Hitting the Gym with Neural Networks: Implementing a CNN to Classify Gym Equipment

Lauren Holzbauer

Published in

Insight

16 min readJan 14, 2020

Will a network trained with fake data be able to generalize to the real world?

Lauren Holzbauer was an Insight Fellow in Summer 2018.

Today, I don’t think twice about walking into any gym, assessing the equipment, and throwing a really good workout together, but it hasn’t always been that way. The first time I walked into a weight room was six years ago, while I was at UCLA. The place was teeming with frenzied bros and the only piece of equipment available was this strange looking thing in the corner. Later that night I found myself Googling, “gym equipment diagonal feet platform cushion triangle.” It took several weeks of Googling to finally figure out that it was called a hyperextension bench.

In an effort to help women feel more comfortable venturing into the weight room, I built a web application that allowed a beginning weightlifter to walk into any gym, upload a photo of any piece of equipment, and receive a curated list of YouTube videos (made by women) demonstrating how to use it.

In this post, I will walk through how I built the image classifier for this project using two different implementations of convolutional neural networks (CNNs). I will also discuss how I navigated specific challenges with data gathering. Take a closer look at the three benchpress images above. Does anything look fishy to you…? Read on to find out more!

Why use a CNN?

CNNs have been widely considered state-of-the-art tools for computer vision since 2012, when AlexNet won the ImageNet Large Scale Visual Recognition Challenge (ILSVRC).

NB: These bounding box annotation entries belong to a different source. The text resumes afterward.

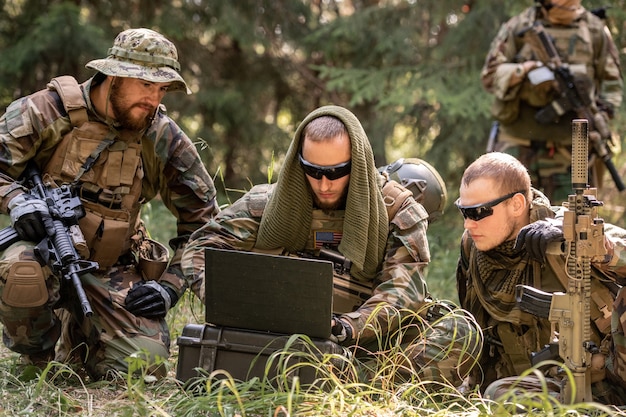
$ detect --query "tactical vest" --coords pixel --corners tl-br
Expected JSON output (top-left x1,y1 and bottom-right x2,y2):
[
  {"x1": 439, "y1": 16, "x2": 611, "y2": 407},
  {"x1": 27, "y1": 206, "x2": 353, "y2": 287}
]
[
  {"x1": 42, "y1": 76, "x2": 143, "y2": 269},
  {"x1": 516, "y1": 13, "x2": 603, "y2": 107},
  {"x1": 457, "y1": 239, "x2": 615, "y2": 378}
]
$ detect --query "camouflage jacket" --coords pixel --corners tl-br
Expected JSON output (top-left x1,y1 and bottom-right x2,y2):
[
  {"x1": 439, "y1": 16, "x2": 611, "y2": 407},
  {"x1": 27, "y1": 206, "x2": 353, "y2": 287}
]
[
  {"x1": 481, "y1": 7, "x2": 623, "y2": 144},
  {"x1": 456, "y1": 207, "x2": 626, "y2": 387},
  {"x1": 182, "y1": 180, "x2": 430, "y2": 341},
  {"x1": 0, "y1": 78, "x2": 219, "y2": 291}
]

CNNs are especially suited for working with images because:

They preserve spatial information by accepting a 2-D array as input. In order to send an image through a vanilla NN, you would have to flatten it into a 1-D array.
They keep the number of weights from exploding via partially connected layers (convolutional and pooling layers).
They can detect the same feature anywhere in the image. A vanilla NN can only detect features that are in identical positions within the image.
They are structured hierarchically, which is similar to how animal brains process images. This structure allows the same network (i.e. a “pre-trained” model) to be recycled and reused for many different tasks. We will walk through how to set up a pre-trained network below!

For a deeper dive into the mechanics of CNNs, check out my previous post, “Convolutional Neural Networks Explained…with American Ninja Warrior.”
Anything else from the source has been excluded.